The simple and obvious purpose of this 'questionnaire' is not to sincerely dispute a filing, but rather, to intimidate and mislead. Like all of its kind, it invites the recipient to entertain the suspicion that what they have done is actually what the questionnaire's authors suggest that they have, or to fear that they will be burdened with explaining how that is not so unless they meekly abandon their claim.
Doubtless its authors also hope that their deliberate efforts to evade the federal revenue laws, by failing to make refunds as they are obliged to do, will be forgiven as a misunderstanding when they are called to account for it. I believe each of these purposes will fail, and, though I'd rather it didn't go to this much trouble, I suppose I must thank the IRS for once again demonstrating that what is explained about the law in 'Cracking the Code- The Fascinating Truth About Taxation In America' is nothing but the truth.

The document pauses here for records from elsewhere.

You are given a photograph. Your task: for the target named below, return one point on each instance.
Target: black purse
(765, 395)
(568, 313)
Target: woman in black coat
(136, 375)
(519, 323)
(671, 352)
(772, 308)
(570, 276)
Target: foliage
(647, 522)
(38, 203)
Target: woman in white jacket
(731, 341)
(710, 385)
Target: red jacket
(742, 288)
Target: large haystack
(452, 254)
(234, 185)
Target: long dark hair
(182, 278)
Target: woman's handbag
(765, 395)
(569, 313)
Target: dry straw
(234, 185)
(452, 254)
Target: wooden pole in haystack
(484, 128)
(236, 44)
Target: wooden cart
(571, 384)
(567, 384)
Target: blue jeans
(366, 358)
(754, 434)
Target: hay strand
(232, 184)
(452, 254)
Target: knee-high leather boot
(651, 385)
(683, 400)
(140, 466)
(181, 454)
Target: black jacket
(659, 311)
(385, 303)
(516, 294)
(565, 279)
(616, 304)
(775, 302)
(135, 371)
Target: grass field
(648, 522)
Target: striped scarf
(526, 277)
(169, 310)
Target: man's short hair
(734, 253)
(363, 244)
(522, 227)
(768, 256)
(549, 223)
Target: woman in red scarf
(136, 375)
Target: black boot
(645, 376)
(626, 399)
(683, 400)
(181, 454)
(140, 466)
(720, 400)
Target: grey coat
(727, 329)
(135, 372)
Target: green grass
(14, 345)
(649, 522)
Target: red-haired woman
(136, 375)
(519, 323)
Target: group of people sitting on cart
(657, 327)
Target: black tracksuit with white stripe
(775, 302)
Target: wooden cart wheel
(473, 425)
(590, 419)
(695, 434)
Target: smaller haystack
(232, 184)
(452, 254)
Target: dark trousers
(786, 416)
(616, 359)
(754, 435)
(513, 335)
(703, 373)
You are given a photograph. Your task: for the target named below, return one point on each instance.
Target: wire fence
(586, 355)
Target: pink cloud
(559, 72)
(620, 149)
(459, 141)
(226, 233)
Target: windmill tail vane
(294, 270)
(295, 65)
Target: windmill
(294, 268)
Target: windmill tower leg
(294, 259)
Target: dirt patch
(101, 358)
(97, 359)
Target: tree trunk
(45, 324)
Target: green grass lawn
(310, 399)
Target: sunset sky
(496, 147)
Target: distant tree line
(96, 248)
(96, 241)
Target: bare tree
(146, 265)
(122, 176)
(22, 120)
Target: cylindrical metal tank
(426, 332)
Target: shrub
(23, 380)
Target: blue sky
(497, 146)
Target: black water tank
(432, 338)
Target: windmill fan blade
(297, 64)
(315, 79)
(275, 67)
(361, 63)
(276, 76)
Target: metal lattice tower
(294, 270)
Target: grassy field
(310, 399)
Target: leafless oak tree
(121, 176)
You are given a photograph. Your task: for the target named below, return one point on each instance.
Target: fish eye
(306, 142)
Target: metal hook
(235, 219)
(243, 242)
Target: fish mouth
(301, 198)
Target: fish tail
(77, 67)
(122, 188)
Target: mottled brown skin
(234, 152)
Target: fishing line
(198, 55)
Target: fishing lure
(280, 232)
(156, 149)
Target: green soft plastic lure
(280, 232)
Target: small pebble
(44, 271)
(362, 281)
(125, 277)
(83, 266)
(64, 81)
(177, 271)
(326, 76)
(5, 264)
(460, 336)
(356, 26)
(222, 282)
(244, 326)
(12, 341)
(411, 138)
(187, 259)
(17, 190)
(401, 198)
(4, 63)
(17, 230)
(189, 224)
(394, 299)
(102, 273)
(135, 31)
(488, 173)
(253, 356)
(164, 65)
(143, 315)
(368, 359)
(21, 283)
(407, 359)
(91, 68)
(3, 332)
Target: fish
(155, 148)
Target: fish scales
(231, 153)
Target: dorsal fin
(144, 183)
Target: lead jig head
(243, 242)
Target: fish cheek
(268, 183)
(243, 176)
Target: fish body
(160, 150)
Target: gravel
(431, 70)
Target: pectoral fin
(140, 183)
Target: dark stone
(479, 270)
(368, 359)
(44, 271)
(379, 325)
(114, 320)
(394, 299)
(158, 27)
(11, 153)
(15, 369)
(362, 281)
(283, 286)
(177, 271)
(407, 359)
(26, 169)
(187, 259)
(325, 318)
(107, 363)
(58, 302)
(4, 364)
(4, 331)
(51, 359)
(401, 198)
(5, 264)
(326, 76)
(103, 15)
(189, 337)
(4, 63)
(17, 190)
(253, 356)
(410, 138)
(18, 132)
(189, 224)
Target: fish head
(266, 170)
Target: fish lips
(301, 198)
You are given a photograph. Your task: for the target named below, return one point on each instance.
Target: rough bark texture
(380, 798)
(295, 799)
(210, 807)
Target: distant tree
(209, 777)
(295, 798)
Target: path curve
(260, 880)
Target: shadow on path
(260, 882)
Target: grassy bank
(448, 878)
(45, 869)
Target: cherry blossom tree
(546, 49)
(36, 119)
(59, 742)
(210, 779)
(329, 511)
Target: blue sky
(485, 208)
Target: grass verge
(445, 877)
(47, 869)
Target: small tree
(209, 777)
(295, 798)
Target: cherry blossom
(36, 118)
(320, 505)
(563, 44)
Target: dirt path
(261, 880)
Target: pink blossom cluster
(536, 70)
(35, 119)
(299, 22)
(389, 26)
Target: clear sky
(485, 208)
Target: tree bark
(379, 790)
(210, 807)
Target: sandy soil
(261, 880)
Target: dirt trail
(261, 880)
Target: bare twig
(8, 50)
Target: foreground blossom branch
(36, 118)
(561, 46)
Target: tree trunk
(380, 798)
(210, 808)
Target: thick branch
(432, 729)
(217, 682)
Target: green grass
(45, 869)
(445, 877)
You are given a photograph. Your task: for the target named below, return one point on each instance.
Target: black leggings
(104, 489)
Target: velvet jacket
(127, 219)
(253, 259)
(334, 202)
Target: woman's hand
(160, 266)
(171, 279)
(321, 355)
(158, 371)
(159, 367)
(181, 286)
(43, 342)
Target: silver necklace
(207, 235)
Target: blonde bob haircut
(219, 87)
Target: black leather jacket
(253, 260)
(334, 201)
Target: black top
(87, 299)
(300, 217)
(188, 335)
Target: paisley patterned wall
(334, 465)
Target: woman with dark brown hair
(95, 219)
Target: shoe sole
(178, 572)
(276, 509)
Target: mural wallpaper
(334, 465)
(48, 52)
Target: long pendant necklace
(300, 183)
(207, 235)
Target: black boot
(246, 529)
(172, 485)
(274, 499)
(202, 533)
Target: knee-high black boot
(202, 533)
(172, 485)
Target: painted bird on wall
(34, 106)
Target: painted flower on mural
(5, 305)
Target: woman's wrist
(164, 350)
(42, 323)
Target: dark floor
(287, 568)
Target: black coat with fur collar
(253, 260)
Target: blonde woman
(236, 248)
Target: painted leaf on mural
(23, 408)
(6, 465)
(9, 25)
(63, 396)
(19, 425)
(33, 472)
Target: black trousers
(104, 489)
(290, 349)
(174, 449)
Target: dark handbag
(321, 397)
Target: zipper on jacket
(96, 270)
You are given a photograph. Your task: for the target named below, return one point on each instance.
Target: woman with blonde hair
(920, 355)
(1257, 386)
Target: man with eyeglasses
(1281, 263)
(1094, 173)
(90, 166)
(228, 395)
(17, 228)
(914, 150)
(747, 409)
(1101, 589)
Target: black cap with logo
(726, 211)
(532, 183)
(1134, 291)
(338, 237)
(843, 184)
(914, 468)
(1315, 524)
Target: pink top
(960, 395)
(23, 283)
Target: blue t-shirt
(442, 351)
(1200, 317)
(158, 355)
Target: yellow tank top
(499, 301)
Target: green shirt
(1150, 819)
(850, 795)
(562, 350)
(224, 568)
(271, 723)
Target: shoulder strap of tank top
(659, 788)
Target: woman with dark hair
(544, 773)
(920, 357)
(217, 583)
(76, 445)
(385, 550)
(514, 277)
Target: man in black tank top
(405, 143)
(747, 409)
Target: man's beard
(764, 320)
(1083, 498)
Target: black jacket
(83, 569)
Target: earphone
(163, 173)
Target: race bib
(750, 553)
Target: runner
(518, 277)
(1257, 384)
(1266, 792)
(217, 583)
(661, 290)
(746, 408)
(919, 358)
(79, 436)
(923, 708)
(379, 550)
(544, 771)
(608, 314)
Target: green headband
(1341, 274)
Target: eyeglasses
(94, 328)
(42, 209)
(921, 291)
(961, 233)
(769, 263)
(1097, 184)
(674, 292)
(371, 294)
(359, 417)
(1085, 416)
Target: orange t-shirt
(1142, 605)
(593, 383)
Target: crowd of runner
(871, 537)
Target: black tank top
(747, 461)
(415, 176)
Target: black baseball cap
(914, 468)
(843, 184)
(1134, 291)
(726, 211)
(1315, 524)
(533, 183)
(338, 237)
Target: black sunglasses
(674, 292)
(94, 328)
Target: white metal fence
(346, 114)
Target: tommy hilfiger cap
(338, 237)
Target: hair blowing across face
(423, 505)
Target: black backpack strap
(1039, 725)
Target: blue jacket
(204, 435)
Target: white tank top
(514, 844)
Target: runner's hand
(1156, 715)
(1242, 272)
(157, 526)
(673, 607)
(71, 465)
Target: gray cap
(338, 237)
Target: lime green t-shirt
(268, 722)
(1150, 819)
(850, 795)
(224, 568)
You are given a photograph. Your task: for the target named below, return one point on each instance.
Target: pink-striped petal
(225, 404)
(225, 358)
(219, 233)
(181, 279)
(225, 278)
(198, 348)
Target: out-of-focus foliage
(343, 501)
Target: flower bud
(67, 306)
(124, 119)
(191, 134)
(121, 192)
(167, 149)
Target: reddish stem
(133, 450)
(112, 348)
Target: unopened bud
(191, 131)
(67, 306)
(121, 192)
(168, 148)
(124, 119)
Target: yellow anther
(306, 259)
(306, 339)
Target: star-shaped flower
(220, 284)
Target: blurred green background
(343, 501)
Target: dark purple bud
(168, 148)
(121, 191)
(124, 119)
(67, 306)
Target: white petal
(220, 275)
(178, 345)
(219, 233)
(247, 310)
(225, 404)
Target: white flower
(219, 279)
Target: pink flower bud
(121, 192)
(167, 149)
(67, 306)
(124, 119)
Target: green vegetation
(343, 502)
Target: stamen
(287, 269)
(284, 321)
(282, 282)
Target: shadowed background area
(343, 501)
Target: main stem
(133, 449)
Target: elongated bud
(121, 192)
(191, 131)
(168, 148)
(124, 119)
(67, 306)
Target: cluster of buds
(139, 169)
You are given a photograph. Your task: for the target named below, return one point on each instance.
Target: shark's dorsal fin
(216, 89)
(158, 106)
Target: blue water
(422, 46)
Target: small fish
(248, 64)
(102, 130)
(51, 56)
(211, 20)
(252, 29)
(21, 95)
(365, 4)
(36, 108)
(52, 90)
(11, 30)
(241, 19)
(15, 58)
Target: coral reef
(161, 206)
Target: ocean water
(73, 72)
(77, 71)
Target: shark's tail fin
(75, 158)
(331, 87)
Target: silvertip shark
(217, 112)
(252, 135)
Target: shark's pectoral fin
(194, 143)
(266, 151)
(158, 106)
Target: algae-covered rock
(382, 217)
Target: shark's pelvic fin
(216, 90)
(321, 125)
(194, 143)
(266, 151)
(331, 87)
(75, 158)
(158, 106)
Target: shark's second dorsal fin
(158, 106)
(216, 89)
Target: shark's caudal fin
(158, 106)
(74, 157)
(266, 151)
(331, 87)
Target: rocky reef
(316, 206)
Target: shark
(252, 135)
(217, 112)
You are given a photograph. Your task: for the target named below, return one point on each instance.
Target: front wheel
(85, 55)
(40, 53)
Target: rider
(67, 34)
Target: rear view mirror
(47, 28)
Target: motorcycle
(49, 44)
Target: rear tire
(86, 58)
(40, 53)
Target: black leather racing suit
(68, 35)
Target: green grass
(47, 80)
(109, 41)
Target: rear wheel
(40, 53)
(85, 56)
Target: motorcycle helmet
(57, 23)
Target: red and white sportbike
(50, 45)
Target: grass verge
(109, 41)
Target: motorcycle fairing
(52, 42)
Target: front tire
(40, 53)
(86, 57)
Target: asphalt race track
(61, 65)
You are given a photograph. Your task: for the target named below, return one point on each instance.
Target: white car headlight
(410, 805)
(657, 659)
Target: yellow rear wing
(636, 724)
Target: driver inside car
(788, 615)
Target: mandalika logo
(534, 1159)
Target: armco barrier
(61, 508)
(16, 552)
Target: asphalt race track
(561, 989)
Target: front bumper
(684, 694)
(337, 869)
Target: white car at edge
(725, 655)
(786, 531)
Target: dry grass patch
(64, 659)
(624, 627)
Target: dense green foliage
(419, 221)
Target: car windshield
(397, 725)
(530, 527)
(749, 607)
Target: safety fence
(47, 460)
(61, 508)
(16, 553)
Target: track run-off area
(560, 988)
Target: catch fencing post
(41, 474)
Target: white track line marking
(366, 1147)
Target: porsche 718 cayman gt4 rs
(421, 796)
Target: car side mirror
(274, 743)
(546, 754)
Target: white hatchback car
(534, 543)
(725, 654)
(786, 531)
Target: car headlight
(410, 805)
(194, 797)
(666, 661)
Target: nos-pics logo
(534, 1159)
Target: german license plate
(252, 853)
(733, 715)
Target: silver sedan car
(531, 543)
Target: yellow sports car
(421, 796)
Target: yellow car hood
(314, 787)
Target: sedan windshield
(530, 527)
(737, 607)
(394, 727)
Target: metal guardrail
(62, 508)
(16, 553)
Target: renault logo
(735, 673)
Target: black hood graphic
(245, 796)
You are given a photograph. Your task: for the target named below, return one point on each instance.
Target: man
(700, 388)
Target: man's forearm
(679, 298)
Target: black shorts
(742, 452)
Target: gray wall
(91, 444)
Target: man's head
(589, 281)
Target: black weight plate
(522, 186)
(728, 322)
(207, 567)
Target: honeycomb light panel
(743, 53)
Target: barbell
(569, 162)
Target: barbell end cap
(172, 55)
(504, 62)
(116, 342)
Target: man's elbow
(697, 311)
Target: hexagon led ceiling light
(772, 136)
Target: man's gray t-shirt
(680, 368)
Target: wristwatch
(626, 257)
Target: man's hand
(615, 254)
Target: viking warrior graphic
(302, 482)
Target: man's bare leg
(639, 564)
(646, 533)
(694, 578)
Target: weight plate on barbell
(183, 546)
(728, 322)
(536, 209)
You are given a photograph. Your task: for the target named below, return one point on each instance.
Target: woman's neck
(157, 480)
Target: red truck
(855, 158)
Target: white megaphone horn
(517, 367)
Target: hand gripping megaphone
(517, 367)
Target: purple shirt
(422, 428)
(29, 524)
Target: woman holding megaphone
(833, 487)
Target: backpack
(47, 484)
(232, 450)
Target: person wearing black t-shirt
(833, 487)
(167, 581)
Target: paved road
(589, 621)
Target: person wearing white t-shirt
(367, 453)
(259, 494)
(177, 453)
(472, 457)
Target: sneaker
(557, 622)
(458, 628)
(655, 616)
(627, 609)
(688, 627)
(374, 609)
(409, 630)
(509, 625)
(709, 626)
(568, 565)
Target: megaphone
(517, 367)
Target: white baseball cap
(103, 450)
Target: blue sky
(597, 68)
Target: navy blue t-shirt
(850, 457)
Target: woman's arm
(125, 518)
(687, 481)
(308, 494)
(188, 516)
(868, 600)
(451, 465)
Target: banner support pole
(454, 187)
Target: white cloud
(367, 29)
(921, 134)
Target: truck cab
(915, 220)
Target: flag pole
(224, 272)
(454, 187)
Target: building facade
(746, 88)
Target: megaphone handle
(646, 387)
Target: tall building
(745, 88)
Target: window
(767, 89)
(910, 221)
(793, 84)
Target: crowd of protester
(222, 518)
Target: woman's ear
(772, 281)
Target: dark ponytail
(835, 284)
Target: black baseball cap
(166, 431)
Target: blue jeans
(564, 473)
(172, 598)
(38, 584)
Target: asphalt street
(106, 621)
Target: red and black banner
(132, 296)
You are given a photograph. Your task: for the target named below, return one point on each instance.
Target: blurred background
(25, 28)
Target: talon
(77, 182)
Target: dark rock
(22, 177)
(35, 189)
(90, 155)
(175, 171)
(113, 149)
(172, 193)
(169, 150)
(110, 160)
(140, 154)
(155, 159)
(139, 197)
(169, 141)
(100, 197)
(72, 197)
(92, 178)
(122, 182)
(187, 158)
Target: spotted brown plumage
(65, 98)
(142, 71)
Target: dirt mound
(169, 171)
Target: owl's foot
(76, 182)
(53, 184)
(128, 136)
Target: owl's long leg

(And if I should happen to get one of these 'questionnaires' myself, I'll owe the 'service' yet another thank you-- for the free bird cage liner. I certainly wouldn't respond to the thing-- to do so might be taken as an agreement that I am a filer of the sort to whom the 'questionnaire' is directed.
The fact is, I have already made clear that this 'questionnaire' does not apply to me, by means of my filed return. Furthermore, not only do these 'questionnaires' not even purport to be "required", but they also do not constitute the sort of "reasonable requests for information" that the Secretary of the Treasury is statutorily entitled to make for certain purposes and under certain circumstances, such as those specified at 26 USC 6201(d).
Such "reasonable requests" must directly relate to claims, deductions, etc. which actually WERE made on a return, and then only from an accountancy standpoint. Under no circumstances can the Secretary or his delegates make a "reasonable request" regarding what a filer may have been reading lately, the particulars of his or her views on the law, or anything else appearing on this 'questionnaire'.)